The Dominion in 1983 eBook

This eBook from the Gutenberg Project consists of approximately 41 pages of information about The Dominion in 1983.

The Dominion in 1983 eBook

This eBook from the Gutenberg Project consists of approximately 41 pages of information about The Dominion in 1983.
Manitobans, too, though the Irish element had become very strong, did not intend to succumb to Fenian raiders, however well organized and backed up.  The weakest points were the Maritime Provinces, Ontario and British Columbia; not that the feeling in British Columbia was not loyal to the Dominion, but that some 30,000 rowdies who had assembled and organized in San Francisco were preparing for a descent upon her poorly fortified ports.  Now was the turning point in the destinies of the country.  If the ministers at Ottawa had not stood firmly to their guns, all our subsequent career, instead of being the golden century of magnificent progress and peace that it has been, would have been linked with all the turbulence and the alternate advance and retrogression of the States.

A general election for the Dominion had been timed to take place in the beginning of June, and the day was looked forward to by all the noisy demagogues of Ontario as the day when the blood-thirsty Tories were to be hurled from power by the people in righteous wrath, and the country saved from the horrors of war.  According to these garrulous parties, Ontario, the wealthiest and most populous Province of the seven, was to welcome the invaders, bidding them enter Canadian territory in the name of the people, and plant the Stars and Stripes wherever they halted.  Bloodshed would thus be avoided, and everyone would soon come round to the new order of things and take to it naturally.  Quebec might perhaps object, “but what did a few handfuls of Frenchmen matter anyway.”

On the day before the election, one party was full of boisterous, bragging insolence; the other, still steadfast, firmly clinging to what seemed a forlorn hope.  Before the ending of another day all was changed—­a complete transformation scene had taken place.

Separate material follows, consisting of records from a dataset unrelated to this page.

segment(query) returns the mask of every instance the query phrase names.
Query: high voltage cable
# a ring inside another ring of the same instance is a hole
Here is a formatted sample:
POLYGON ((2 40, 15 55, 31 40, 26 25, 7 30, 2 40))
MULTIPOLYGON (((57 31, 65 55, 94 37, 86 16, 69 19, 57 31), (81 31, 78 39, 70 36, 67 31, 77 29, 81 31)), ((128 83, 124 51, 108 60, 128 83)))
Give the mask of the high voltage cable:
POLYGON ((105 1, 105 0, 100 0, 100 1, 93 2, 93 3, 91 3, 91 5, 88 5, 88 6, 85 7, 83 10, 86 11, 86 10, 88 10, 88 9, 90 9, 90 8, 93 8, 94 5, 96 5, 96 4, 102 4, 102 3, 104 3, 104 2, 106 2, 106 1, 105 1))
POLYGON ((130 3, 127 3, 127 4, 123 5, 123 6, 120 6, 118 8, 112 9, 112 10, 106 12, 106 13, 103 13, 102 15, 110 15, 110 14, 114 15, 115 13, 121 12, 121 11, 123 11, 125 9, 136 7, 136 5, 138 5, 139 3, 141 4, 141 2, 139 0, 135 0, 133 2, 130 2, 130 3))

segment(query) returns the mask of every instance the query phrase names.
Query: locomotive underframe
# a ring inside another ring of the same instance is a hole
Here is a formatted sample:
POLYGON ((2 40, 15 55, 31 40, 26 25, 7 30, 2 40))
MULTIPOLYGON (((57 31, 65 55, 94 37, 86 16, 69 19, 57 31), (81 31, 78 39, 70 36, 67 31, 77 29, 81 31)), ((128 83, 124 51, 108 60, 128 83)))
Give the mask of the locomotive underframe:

When the morning journals on the election day appeared, their news from the United States was such a terrible chapter of accidents as has rarely fallen to the lot of journals to publish in one day.  The President had been shot at in New York by an unemployed foreign artisan, the night before, while leaving a mansion on Fifth Avenue.  Troubles between labor and capital, which had been brewing for some time, had broken out in several manufacturing centres, and were threatening to spread to all large cities.  The money market was showing signs of considerable derangement.  Fearful storms and floods were chronicled from all parts; while last, but not least, three transports which had embarked the greater part of the “army,” at San Francisco, that was to have “delivered” British Columbia, had foundered in a hurricane only two miles out, dragging all the poor deluded fellows to a watery grave.  The same day brought good news from the old world.  Ireland’s great statesman had won for Britain a wonderful diplomatic triumph in the East, which added to the Empire, without a drop of blood being shed, territories extending from the confines of British India to the Mediterranean.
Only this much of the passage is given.